On April 24, we found ourselves in Berlin with the brand to celebrate the launch of its new #MY4810 Nighlight Silver Trolley luggage. The lightweight suitcase—equipped with leather corners, personalization features, inch-by-inch adjustable handles, a portable charger, and more—is a luxurious nod to traditional craftsmanship for today’s modern traveler.
After unpacking, we sat down with Montblanc’s CEO, Nicolas Baretzki, to talk about how the brand’s focus on travel has evolved. “I’m not sure if we’re here today for a product or if we are here today to talk about Montblanc, and if not its vision, at least its expression in the travel world,” he said. “One of the many reasons we brought this nice crowd to Berlin was to say that travel is a very important segment for Montblanc. We were basically born on it after the founders came back from New York, discovered the patent of the fountain pen, and from this innovation created the company.”

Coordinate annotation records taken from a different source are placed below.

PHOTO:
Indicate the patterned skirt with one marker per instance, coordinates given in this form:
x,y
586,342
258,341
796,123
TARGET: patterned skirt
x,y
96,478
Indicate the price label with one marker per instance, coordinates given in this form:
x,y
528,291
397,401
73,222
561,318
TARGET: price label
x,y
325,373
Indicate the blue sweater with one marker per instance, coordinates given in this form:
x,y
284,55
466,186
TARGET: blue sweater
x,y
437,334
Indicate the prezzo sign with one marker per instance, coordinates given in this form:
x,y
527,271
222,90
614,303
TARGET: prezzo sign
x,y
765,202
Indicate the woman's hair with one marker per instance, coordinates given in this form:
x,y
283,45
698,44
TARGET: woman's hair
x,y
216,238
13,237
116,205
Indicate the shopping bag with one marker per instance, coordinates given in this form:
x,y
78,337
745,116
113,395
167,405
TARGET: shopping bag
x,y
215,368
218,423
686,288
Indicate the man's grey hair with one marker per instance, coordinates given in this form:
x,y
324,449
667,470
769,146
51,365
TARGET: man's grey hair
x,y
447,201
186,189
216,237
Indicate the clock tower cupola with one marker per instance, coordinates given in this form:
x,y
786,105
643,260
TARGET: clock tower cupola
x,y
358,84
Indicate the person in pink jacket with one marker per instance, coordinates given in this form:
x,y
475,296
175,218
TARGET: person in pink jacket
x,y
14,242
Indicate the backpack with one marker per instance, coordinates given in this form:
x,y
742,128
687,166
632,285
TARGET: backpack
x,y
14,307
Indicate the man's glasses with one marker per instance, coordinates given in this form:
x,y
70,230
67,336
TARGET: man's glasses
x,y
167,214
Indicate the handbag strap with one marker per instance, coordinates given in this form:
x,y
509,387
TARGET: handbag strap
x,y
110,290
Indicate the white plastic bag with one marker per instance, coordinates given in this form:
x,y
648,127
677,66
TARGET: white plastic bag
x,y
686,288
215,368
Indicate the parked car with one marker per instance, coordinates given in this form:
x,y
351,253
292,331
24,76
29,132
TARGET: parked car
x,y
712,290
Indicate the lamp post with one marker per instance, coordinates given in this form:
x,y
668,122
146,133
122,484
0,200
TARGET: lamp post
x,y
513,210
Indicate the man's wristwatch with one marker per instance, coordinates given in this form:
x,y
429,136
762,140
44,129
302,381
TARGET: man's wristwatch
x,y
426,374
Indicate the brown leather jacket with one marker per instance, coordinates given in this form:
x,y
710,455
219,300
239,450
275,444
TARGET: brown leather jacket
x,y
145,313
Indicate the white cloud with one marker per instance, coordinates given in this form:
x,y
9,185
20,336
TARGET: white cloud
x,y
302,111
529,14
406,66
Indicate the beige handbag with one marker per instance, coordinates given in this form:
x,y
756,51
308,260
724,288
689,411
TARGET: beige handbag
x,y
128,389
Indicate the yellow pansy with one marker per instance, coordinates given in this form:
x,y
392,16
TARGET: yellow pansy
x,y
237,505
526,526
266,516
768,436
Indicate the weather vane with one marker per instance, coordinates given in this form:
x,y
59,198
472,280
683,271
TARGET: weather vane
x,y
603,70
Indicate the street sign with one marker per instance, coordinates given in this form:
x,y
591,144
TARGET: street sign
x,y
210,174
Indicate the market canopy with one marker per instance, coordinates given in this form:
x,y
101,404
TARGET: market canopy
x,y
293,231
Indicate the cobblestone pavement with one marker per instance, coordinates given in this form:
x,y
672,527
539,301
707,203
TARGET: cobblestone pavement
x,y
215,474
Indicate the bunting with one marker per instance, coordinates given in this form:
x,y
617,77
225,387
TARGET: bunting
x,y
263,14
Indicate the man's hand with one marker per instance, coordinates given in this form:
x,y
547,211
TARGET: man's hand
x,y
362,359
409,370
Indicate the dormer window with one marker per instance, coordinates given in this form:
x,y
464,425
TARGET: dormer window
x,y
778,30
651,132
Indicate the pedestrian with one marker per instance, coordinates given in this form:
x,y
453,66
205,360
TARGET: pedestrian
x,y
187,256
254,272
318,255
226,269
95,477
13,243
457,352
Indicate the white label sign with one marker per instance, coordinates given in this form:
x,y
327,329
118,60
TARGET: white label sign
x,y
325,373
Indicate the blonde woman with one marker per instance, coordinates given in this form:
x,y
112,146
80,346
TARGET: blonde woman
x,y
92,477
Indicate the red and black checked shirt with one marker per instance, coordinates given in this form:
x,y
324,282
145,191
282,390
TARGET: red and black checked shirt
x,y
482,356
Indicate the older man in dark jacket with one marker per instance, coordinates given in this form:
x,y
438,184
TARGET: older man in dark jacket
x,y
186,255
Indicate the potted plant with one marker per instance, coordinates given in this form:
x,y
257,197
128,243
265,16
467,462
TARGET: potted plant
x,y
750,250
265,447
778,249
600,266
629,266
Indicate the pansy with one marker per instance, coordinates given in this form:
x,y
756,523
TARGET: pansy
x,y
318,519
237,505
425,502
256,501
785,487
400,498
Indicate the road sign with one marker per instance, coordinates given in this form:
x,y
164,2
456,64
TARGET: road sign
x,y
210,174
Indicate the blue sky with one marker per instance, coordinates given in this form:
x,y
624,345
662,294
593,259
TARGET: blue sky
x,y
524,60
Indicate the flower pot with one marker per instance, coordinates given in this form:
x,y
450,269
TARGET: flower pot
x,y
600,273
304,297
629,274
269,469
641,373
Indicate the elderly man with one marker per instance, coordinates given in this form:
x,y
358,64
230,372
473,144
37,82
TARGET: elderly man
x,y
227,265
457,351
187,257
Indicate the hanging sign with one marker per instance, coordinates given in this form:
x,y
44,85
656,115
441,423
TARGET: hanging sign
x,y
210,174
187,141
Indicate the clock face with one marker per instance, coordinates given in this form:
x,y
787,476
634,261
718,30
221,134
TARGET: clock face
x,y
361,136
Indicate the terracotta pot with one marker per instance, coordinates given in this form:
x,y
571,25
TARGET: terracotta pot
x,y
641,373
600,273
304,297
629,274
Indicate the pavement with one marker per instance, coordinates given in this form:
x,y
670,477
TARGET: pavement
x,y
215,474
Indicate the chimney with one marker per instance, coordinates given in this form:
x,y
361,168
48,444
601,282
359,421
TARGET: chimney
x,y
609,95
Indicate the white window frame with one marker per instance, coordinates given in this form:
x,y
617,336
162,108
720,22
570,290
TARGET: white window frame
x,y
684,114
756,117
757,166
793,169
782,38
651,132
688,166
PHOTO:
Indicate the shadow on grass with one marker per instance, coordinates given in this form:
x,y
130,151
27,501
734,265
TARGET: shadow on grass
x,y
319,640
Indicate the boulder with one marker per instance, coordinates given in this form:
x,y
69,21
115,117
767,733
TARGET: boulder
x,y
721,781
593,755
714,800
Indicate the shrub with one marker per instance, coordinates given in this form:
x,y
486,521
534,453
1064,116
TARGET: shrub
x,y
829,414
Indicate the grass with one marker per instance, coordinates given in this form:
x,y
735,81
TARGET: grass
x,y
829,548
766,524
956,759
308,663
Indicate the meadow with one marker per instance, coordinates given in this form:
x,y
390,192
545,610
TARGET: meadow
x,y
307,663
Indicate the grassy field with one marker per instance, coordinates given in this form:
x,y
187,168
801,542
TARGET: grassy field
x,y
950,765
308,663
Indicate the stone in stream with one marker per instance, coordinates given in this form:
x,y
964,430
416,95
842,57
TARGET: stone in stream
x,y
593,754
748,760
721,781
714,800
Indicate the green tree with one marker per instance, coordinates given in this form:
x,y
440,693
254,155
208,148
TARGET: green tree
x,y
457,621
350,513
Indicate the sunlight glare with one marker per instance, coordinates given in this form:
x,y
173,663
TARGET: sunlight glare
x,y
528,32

He elaborated, saying that just four years after the brand’s foundation, they created the name “Montblanc.” The name had nothing to do with Germany, but it was, Baretzki said, “really about the spirit of going outside of our own territory.” Since, the brand became one of the first luxury companies to enter countries like India and Brazil—destinations far from its foundation.
Modern day travel is, however, changing. With consumers focused on experiences, the luxury maisons are up for a challenge to keep its clients as engaged with the product. “The modern traveler isn’t just a traveler for business or leisure; I think they’re a bit of everything,” continued Baretzki. “We needed to create a collection that can go anywhere—not just a high luxury trip, or a casual weekend. Our positioning is of course luxury, craftsmanship, and quality, but that’s not enough. We don’t want to be similar to other brands. When it comes to Montblanc, there is always this notion of performance and functionality that is linked to the product. We try to think how we can bring this all together while thinking of the modern traveler.”
Our conversation led us further interested in how the brand’s Creative Director, Zaim Kamal, translated this. To hear more on why we were in Berlin, and what the modern-day traveler is looking for, we stopped in for a quick chat before the big celebration that night.
“Number one, travel has changed a lot. I remember when travel used to be glamorous, when people put on their best. Nowadays, you need companions that celebrate the rituals you have pre- and post-travel—like packing and unpacking. You need a piece that accompanies you all the way through that you never have to separate from,” said Kamal. “I lived here in Berlin in the 80s, and we’re here today because it was very well-known as a destination for a lot of creative travelers. From Bowie and Nick Cave, everyone came to Berlin because it was a city of free thought. This is a celebration of the 21st century Berlin, in its role in this global root of travelers when it comes to creativity.”
That night at the city’s famed Metropol Theatre at Nollendorfplatz, we celebrated the travel experience joined special guests like Adrien Brody, Quincy Brown, Alex Pettyfer, Poppy Delevingne, Suki Waterhouse, Toni Garrn, Pierre Niney, Frederick Lau, and Jürgen Vogel. After mingling with the globe trotters and during sips of champagne, we were wowed with live music by German techno marching band, MEUTE, and DJed tunes by Peggy Gou, Palina Rojinski, and Lars Eidinger.